Y es un gozo ególatra, un placer personal ver la película de nuestra vida en sepia con fragmentos reconstruidos y aportados por otros, hoy ya no somos anónimos, encarnamos personajes virtuales, nosotros los de ayer, hoy y probablemente mañana.

Es la lucha por permanecer en la mente, el reconocerse en lo vivido, el convenio tácito colectivo de “me acuerdo de ti mientras te acuerdes de mi” para tan sólo para esperar la muerte.

Y mientras tanto pasan días y noches gitanas y nos cobijamos en el amor de nuestras familias, los que la tenemos, e ilusos abrimos perfiles en Facebook, My Space y Hi 5 para pregonar utopías vitales y desterrar lo que nos queda de ignoto.

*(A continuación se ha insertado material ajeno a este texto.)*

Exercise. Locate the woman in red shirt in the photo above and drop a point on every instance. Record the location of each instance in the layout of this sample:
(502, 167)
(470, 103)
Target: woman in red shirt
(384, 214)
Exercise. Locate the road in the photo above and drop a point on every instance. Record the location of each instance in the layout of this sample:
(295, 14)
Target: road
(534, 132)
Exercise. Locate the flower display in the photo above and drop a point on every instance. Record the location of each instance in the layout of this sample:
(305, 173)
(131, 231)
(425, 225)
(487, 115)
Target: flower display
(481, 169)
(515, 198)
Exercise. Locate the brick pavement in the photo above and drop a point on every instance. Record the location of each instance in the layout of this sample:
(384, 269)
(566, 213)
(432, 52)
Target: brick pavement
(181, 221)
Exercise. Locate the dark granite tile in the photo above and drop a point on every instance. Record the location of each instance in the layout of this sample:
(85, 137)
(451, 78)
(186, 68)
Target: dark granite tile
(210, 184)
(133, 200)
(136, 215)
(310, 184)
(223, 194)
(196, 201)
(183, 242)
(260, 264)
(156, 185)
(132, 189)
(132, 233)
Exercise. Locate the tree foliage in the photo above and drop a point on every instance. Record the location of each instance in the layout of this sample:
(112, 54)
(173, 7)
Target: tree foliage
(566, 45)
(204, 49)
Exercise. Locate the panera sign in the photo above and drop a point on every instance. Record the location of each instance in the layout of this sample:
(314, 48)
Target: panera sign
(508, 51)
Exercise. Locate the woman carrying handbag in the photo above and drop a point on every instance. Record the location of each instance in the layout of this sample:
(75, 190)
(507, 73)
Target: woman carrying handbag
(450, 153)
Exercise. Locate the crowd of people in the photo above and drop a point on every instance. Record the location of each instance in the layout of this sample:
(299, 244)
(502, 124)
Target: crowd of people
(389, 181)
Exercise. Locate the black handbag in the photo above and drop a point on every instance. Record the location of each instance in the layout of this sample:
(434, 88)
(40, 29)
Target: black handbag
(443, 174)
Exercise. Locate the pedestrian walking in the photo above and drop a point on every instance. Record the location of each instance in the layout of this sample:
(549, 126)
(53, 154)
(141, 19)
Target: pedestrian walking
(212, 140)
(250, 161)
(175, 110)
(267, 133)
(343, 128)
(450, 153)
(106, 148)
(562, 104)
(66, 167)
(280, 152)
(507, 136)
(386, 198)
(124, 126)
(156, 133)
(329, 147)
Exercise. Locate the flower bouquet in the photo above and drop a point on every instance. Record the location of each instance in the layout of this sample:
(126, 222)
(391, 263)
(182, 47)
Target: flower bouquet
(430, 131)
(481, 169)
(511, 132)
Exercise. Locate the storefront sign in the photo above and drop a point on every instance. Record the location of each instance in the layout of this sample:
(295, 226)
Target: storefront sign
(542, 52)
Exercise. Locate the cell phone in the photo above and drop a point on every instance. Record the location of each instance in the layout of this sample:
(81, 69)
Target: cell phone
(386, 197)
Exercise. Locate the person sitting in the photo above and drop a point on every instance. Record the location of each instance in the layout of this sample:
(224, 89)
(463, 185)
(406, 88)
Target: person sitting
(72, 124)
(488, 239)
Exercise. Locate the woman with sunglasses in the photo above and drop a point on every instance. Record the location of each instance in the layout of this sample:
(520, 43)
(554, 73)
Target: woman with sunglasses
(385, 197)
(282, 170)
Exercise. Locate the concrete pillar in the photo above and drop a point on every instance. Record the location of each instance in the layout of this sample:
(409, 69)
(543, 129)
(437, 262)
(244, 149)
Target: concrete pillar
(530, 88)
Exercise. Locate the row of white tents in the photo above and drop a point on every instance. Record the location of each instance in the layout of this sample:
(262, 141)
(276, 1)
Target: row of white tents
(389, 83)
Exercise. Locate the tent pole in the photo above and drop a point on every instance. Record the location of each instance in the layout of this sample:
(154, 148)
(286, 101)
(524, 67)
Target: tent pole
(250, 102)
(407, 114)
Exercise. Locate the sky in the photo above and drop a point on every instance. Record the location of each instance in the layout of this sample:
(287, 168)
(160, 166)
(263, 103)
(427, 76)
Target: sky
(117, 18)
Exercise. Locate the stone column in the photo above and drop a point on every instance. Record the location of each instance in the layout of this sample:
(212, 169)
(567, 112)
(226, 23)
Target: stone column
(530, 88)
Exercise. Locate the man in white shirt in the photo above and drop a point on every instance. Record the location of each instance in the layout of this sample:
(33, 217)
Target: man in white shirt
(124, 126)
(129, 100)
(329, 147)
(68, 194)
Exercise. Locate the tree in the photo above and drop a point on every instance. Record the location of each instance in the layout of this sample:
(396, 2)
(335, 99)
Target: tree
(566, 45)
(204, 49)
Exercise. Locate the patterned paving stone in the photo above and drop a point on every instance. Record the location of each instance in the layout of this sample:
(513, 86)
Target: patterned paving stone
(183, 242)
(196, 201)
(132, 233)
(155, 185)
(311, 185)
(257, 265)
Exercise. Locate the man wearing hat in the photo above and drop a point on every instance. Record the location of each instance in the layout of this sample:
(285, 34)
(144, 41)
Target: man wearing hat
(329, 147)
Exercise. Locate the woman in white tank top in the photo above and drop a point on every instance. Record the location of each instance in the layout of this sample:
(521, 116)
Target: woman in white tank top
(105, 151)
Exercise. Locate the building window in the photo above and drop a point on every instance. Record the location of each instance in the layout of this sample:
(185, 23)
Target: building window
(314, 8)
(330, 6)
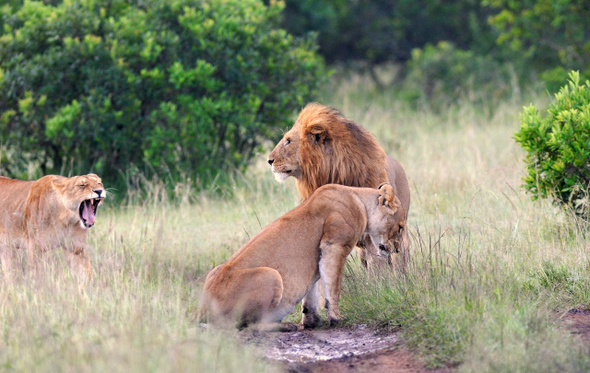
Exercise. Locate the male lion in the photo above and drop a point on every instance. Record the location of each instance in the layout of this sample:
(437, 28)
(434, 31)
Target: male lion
(43, 214)
(325, 147)
(264, 280)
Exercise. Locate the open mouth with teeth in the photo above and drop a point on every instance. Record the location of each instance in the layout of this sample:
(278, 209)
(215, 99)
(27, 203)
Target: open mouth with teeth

Entonces convertimos lo vano en cotidiano y además lo anunciamos en Twitter, jubilosos ostentamos la experiencia a costales como si eso sirviera de algo en un océano de heno y subimos nuestras fotos para que quede constancia de lo felices que somos.

Y destrozamos todos los misterios posibles y revelamos nuestros secretos y los exhibimos como trofeos porque nadie quiere ser desconocido.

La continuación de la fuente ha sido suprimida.